Head-to-head polls also place him between 6 and 10 points behind Hillary Clinton, the nominee presumptive of the Democrat Party. These are early polls and it is important to take them with a grain of salt. These likely Democrat voters will have little motivation to go to the polls for a crony, corrupt candidate like Hillary Clinton, whose one claim to fame is that her husband was President; oh, and she is a woman as if that alone were a reason to vote for a candidate. Trump can also draw voters to the polls who did not vote at previous elections. All this taken together has Trump well within the statistical margin of error. Six months into his campaign, he thus holds the greatest likelihood of winning the GOP nomination, and has at least a good a chance of being President as Mrs. Clinton.
Contrary to popular belief, Trump is not a conservative. Yes, his hard-line stance on immigration strikes at the core of conservative goals: border security and at least the willingness to deport some of the current illegal population. It also brought him the support of low wage voters, who compete with illegals for jobs and whose wages are depressed thereby. His tax plan is remarkably moderate, however. Far from a complete rewrite of the tax code, a flat tax, or a consumption tax, he plans to do away with certain sweetheart exemptions, especially for fund managers, thus targeting the well to do, and he would eliminate taxes altogether for the lowest wage earners. He is also open to replacing the Affordable Care Act (aka: Obamacare) with a more reasonable system that would involve some role for the government. Most of his policy suggestions are far from the right and approach the centre. Many Americans have lost patience for the political establishment in both parties, and Mr. Trump has carefully placed himself in the most desirable of positions: he is neither a Republican nor a Democrat, but is essentially a third party candidate who happens to be seeking the GOP nomination.

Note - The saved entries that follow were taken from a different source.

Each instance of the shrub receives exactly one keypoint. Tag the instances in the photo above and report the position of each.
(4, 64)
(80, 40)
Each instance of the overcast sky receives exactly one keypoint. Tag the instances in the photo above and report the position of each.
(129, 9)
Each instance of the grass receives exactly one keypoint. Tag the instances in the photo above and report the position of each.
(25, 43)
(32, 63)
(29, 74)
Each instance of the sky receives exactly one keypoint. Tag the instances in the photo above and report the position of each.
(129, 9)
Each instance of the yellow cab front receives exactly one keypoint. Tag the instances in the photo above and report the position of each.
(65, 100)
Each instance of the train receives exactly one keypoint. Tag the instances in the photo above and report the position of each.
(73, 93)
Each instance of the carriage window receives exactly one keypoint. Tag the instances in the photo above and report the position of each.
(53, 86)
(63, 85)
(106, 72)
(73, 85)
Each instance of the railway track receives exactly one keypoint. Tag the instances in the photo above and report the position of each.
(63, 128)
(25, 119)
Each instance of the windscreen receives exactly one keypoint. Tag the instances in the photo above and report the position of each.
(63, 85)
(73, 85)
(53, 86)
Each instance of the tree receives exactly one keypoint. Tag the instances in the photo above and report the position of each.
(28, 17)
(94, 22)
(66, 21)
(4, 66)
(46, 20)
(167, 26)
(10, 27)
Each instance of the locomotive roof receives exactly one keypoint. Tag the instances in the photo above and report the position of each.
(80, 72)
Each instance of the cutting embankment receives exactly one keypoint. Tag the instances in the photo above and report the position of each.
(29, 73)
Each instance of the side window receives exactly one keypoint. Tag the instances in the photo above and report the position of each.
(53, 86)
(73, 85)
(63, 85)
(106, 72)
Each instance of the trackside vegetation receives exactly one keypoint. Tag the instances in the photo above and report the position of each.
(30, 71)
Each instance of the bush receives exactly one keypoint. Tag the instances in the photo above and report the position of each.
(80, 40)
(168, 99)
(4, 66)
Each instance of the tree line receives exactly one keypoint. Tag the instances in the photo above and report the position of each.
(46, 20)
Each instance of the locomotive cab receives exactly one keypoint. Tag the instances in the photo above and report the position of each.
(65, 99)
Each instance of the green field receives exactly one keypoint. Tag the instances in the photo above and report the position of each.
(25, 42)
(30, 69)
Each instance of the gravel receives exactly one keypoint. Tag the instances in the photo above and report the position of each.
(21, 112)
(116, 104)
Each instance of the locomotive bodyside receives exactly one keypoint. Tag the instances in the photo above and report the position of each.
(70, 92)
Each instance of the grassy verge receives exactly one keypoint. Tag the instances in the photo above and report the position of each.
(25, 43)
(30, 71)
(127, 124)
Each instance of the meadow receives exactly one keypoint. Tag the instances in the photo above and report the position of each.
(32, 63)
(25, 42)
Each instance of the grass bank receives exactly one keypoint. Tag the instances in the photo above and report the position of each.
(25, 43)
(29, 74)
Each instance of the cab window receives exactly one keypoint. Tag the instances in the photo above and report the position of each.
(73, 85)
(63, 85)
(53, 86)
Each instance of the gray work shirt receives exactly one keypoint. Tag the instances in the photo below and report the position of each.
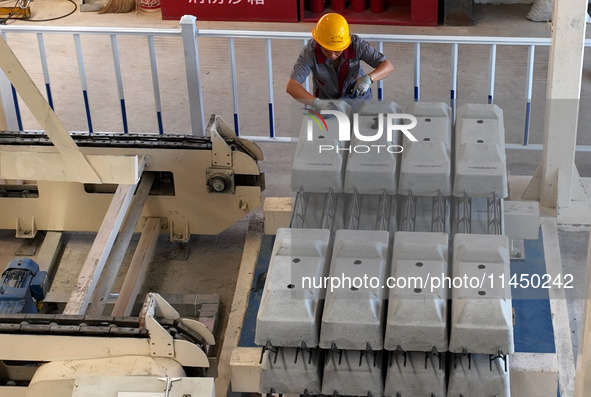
(331, 83)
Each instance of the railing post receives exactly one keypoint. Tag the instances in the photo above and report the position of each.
(9, 116)
(189, 33)
(8, 120)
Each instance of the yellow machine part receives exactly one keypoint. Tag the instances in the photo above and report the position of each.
(15, 12)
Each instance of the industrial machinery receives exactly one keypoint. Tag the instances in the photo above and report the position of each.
(433, 213)
(114, 185)
(21, 10)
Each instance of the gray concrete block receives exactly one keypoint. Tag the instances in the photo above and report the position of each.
(481, 312)
(353, 314)
(425, 168)
(417, 316)
(481, 163)
(291, 308)
(372, 166)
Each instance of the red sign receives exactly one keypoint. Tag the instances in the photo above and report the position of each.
(232, 10)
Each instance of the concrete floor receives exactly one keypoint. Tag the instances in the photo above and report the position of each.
(213, 261)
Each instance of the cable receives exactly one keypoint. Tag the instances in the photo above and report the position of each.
(3, 20)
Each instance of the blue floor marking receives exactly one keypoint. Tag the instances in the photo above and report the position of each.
(533, 331)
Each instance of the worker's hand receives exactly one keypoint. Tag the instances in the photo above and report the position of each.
(362, 85)
(323, 104)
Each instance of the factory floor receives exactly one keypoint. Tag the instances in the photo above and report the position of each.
(213, 261)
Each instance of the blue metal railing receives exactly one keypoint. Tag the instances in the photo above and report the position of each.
(188, 34)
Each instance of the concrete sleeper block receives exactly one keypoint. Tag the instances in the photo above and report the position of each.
(354, 317)
(482, 317)
(290, 314)
(417, 316)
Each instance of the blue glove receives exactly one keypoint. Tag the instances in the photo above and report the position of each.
(362, 85)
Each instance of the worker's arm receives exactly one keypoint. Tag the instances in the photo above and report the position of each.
(382, 71)
(299, 93)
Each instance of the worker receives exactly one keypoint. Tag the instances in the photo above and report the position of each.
(334, 58)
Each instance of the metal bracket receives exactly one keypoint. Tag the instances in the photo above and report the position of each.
(161, 343)
(182, 236)
(221, 153)
(220, 180)
(199, 329)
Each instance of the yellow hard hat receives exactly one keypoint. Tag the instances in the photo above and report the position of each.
(332, 32)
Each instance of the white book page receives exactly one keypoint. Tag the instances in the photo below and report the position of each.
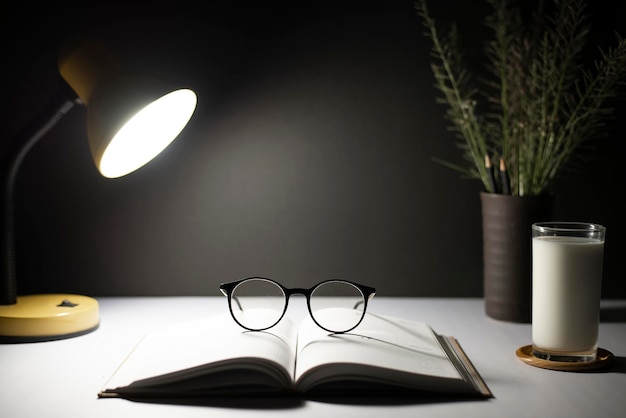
(201, 342)
(386, 342)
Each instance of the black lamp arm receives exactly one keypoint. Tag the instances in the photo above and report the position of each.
(12, 160)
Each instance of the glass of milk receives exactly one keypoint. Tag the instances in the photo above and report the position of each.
(567, 280)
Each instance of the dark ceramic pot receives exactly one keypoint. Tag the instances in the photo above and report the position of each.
(507, 252)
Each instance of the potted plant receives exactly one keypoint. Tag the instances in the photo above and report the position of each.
(520, 123)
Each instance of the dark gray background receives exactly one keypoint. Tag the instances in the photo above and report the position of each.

Third party candidates are never successful in the US and only serve to spoil the election for one major party or the other. The Donald is simply edging out the competition to the right with a kind of “hostile takeover.” At this, Donald Trump is very much an expert.
Mr. Trump’s detractors have underestimated his ability at political calculation. Likewise, his supporters appreciate his apparently off-the-cuff manner. Neither has it entirely correct. Far from off-the-cuff or politically inept, Donald Trump has devised, along with his marketing staff, a brilliant strategy that has placed him well within striking distance of both the GOP nomination and the presidency itself. All this before the first ballot has been cast in the Republican primary process. In a word, his approach is quite ingenious.